Supply glitches cause shares to fall 20 per cent
Supply chain glitches SUCH AS THOSE THAT CAUSE production and shipping delays are wiping 20 per cent off the value of company shares, a new study reveals.
Mr Sinclair said the three-year study investigated the stock market reaction around the time when firms publicly announced they were experiencing supply chain glitches and are based on 861 supply chain glitch announcements over the 1990s.
“On the day of the formal announcement, glitches are associated with nearly a 9 per cent decrease in stock price, which is a major blow in anyone’s yardstick,” Mr Sinclair said.
“But when stock price performance is examined from 60 trading days (90 calendar days) before formal announcement of the glitch to 60 days after the formal announcement, there is an average loss in shareholder value of about 20 per cent,” he said.
Mr Sinclair said another way to view this data was to consider the fact that on average stocks have gained 15 per cent annually in the last two decades.
“If effective supply chain management avoids one major supply chain glitch every 5 years, the average annual shareholder return would be about 19 per cent, a 27 per cent increase in average annual terms,” he said.
The key finding of this in-depth report is that ineffective management of supply chains destroys significant shareholder value.
These results also prove the importance of why senior management should be actively involved in, be concerned with and be fully aware of the performance of their firm’s supply chain.
Senior management must be on top of issues that affect the performance OF their supply chains.
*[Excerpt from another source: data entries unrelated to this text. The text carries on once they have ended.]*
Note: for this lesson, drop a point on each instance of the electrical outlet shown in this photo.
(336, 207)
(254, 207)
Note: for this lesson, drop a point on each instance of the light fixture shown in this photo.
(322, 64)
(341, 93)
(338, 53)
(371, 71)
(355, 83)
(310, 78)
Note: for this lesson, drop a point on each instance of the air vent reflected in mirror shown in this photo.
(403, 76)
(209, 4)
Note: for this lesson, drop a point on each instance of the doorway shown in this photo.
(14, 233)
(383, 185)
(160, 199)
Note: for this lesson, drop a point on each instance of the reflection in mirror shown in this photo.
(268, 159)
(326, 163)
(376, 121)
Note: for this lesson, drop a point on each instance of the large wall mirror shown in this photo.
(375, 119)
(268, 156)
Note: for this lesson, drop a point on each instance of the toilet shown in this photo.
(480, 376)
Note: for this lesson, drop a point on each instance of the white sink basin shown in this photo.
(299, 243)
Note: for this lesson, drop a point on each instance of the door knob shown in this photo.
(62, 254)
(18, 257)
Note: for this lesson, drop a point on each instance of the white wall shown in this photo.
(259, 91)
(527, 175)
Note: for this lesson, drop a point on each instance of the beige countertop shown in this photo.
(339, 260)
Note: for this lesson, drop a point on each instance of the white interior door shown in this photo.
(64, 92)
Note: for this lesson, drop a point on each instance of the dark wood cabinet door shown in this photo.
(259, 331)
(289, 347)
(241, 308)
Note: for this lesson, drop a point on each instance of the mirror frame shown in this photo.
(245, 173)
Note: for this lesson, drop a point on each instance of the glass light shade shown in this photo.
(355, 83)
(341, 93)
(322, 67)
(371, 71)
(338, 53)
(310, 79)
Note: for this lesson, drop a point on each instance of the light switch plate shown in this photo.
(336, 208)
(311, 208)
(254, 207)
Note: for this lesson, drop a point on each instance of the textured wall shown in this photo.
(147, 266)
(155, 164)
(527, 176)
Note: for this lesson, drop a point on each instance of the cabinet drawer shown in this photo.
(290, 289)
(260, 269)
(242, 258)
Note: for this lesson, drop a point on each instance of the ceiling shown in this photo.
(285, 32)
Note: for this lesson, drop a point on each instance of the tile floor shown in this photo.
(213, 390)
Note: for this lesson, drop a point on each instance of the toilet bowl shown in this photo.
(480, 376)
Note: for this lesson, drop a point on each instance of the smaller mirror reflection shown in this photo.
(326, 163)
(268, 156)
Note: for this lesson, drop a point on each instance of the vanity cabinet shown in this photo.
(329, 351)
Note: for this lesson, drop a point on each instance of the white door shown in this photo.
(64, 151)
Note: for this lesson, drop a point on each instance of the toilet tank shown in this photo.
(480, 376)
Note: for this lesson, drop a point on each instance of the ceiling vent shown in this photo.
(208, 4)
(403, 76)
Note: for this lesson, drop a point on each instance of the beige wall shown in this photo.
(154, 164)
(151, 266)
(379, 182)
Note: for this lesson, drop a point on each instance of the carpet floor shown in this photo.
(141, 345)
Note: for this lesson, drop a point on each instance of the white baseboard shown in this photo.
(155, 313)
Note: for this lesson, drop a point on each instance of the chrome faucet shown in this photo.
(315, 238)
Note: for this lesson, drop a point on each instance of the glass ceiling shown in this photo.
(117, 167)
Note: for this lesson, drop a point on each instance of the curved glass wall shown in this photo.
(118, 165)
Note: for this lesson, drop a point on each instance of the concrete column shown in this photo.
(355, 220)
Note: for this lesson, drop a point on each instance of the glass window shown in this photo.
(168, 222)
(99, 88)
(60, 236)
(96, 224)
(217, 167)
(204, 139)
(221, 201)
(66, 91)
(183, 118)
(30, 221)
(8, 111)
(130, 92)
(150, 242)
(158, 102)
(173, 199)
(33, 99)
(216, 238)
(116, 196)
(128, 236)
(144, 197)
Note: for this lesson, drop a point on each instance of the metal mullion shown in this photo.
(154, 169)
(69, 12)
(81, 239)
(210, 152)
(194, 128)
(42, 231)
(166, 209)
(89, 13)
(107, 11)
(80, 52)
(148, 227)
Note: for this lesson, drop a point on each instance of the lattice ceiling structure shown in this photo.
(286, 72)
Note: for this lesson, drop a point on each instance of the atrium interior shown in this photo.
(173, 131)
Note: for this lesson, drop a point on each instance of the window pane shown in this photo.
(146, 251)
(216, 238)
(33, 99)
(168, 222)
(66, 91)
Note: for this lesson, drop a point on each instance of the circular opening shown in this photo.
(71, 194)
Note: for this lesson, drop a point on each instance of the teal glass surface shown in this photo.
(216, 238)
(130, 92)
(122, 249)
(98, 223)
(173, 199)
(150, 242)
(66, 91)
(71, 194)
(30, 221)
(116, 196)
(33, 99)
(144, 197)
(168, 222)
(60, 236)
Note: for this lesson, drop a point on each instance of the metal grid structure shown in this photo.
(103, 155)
“Avoiding or reducing the probability of glitches will prevent shareholder destruction, which is the flip side of shareholder creation.”
Although academics, consultants and logistics managers have widely talked about the compelling bottom line benefits of developing effective supply chains and the growth in shareholder value, few hard facts have been able to support these claims until now.
Significant losses occur irrespective of which link in the supply chain (SUPPLIER/MANUFACTURER OR CUSTOMER) is responsible for the glitch.
Supply chain glitch examples
Report on Supply Chain Glitches and Shareholder Value Destruction by Kevin Hendricks, The University of Western Ontario and Vinod Singhal, Georgia Institute of Technology
Firms that experience supply chain glitches caused by supplier or customers still lose about 9 to 12 per cent of their market value.
Parts shortage announcements were associated with a loss of 7.5 per cent in shareholder value.
If customers change their orders, a non-responsive and inflexible supply chain can be costly.
The importance of rapid ramp-up of new technologies and rapid rollout of products is underscored by the penalties incurred by firms when there are delayed.
The average loss in shareholder value in these delays is about 11 per cent.
The bottom line is get your supply chain synchronised and be careful how sensitive information is announced.
It is logical to assume that supply chain success stories should have the opposite affect and actually increase shareholder value. The larger the company the larger the savings from an inefficient supply chain. Reviewing the supply chain of a company that has an annual spend of say $800m – $1b (including make cost) it would be reasonably expected that savings in the order of $3-5% are possible. This has a substantial impact on shareholders investment as it maximises return on funds employed through reducing operating cost.
Many of our multi national customers are focusing on improvements to their supply chains as a way of improving competitive advantage.
The rewards are high for those willing to bite the bullet and tackle the hard issues.